Betreten von und Aufenthalt in organisierten Unterkünften, Hilfstätigkeiten
(1) Die Landesregierung kann durch Verordnung, wenn dies zur Aufrechterhaltung der Ordnung oder zur Vorbeugung gefährlicher Angriffe auf Leben, Gesundheit oder Freiheit von Menschen oder Eigentum oder zur Sicherung der Sachausstattung erforderlich ist, unbefugtes Betreten oder unbefugten Aufenthalt in organisierten Unterkünften verbieten.

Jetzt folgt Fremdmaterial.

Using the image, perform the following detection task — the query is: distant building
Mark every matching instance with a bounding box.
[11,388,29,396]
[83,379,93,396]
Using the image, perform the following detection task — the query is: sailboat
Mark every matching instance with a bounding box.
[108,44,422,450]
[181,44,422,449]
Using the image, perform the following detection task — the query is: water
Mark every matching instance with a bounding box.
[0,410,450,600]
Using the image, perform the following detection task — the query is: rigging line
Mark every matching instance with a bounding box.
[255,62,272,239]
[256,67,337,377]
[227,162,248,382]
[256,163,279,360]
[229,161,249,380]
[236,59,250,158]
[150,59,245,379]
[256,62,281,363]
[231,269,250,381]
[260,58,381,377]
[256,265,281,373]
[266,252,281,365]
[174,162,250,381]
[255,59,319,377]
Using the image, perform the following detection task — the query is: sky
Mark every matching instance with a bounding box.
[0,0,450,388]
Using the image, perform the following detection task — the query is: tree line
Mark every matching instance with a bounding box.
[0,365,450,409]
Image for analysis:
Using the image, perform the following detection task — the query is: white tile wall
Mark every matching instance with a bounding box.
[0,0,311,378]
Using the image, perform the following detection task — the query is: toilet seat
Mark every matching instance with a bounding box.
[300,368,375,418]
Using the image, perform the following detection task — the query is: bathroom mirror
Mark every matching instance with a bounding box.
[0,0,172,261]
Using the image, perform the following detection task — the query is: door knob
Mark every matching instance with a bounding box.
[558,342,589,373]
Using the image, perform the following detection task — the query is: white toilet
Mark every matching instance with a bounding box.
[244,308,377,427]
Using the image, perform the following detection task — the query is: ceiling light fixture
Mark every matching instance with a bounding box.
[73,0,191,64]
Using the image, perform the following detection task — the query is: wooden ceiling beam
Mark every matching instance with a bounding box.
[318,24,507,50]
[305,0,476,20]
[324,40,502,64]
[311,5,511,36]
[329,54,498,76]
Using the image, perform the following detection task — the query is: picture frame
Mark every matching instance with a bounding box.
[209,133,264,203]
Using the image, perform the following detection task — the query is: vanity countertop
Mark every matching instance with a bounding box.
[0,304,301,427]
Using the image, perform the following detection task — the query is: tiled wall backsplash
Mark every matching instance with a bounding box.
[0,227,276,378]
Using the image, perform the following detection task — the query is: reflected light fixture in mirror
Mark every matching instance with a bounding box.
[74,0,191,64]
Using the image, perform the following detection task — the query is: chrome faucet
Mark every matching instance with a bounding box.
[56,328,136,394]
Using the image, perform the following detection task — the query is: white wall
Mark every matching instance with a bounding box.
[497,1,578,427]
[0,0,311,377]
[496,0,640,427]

(2) Die Landesregierung hat zur Aufrechterhaltung der Ordnung und Sicherheit mit Verordnung eine Hausordnung zu erlassen. Diese ist in der organisierten Unterkunft an einer allgemein zugänglichen Stelle anzuschlagen und den Leistungsberechtigten bei der Aufnahme in die organisierte Unterkunft in den wesentlichen Punkten nachweislich zur Kenntnis zu bringen.
(3) Leistungsberechtigte, die in einer organisierten Unterkunft untergebracht sind, können für zumutbare Hilfstätigkeiten, die im unmittelbaren Zusammenhang mit ihrer Unterbringung stehen (z. B. Reinigung, Küchenbetrieb, Transporte, Instandhaltung), herangezogen werden.
(4) Durch die Tätigkeiten nach Abs. 3 wird kein Arbeits-/Dienstverhältnis begründet.
(5) Leistungsberechtigten in organisierten Unterkünften ist der Kontakt zu Verwandten, Rechtsbeiständen oder Beratern, Vertretern des Amtes des hohen Flüchtlingskommissars der Vereinten Nationen (UNHCR) und anderen auf dem Gebiet des Flüchtlingswesen tätigen internationalen und nationalen Organisationen sowie anerkannten Nichtregierungsorganisationen zu ermöglichen. Diesen Personen darf der Zugang zur Unterkunft nicht grundlos verwehrt werden; eine Zugangsbeschränkung ist primär aus Gründen der Sicherheit zulässig.